In early 2014, we collaborated with PARC to complete our first task: build an end-to-end prototype of the system. It worked! Using new chemical processes, the prototype successfully created methanol out of seawater. But proving that the technology works was just the first part of the problem. Real world costs such as labor, taxes, shipping and others can be surprising. We would need to be convinced that we could make fuel from seawater cost competitive with gasoline to proceed.
The critical next step for our investigation: create as accurate a cost model as possible. Early theoretical models based on academic sources suggested that it would be possible to make this fuel for somewhere between $5-10 per gasoline gallon equivalent or (gge). So when we began our work, we set our cost target at $8 per gge and outlined a path to $5 per gge within five years, which would make our sea fuel cost competitive in expensive markets like the Nordic countries.
Was it possible to extract carbon dioxide cheaply from seawater?
After observing our initial system prototype, we were concerned by salt water mineral deposits that had accumulated on the membranes inside the system during the carbon dioxide extraction process. These membranes were one of the most critical parts of the system, so having to replace them frequently would impact the cost of production. So we built several prototypes to improve our methods and found a way to preserve the membranes in the process. With this technical progress, we felt optimistic to continue.
Could our system produce a cost-competitive fuel?
While refining our prototype, we started to think about how we could scale the system. We knew we’d need to pump a lot of seawater, so we began learning as much as we could about desalination plants who already handle this challenge. It turns out that pumping seawater at scale is expensive. So to keep our sea fuel costs down, we’d need to make other processes in the system more efficient.
By August 2015, we saw a path to $8-16 per gge, but still needed to find a cheap source of hydrogen.
Could we find a cheap source of hydrogen?
We investigated existing hydrogen creation processes, but discarded those that were either cost prohibitive or would emit carbon dioxide as a byproduct. That led us to a promising new technique called solid oxide electrolyzer cell (SOEC) which uses electricity to break apart steam into hydrogen and oxygen. After meeting with experts in the field, we realized it could take more than 5 years and significant capital investment to become a viable, cheap source of hydrogen. That time horizon isn’t a fit for X.
Flipping the Kill Switch
In January 2016, after 2 years of work, we decided to end our investigation. The cost models sent a clear message: sea fuel wasn’t worth pursuing at the current and projected cost of hydrogen.

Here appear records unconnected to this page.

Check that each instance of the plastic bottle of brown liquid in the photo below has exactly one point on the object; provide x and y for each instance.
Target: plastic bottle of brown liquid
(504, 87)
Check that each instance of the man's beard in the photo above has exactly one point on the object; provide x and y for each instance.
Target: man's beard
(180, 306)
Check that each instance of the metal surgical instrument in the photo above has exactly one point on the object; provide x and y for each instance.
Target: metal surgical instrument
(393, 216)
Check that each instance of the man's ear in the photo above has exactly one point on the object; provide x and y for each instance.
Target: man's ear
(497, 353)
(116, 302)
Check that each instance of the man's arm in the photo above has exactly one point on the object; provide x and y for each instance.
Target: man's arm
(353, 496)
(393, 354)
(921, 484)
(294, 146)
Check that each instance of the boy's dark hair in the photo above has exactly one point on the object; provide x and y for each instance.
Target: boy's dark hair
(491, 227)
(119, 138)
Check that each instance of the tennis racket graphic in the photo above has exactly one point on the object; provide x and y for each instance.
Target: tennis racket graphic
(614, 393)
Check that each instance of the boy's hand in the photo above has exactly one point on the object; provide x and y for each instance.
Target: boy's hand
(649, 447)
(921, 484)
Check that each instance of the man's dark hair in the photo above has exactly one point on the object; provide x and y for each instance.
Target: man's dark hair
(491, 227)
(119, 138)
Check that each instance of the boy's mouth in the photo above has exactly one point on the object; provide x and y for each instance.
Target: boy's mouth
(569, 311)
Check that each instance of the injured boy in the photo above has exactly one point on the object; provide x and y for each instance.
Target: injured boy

Along the way, we learned that it’s probably possible to build sea fuel production system that yields $15 per gge in the next few years. That’s not a highly unreasonable production price for fuel. But the hydrogen production process would need to advance significantly before sea fuel could become truly cost competitive with today’s hydrocarbon liquid fuels. Hydrogen production is a research endeavor that is far outside X’s core competencies in rapid prototyping and product development, so we determined this wasn’t a reasonable risk for X to take. Instead, we’re directing our resources at more promising technologies for now.
We plan to publish our research and analysis in a peer-reviewed journal to share what we’ve learned. We hope builders, inventors, scientists, and engineers around the world, from various industries and backgrounds, can review our work and use it to find new ideas that could bring this moonshot of carbon-neutral fuel to the world.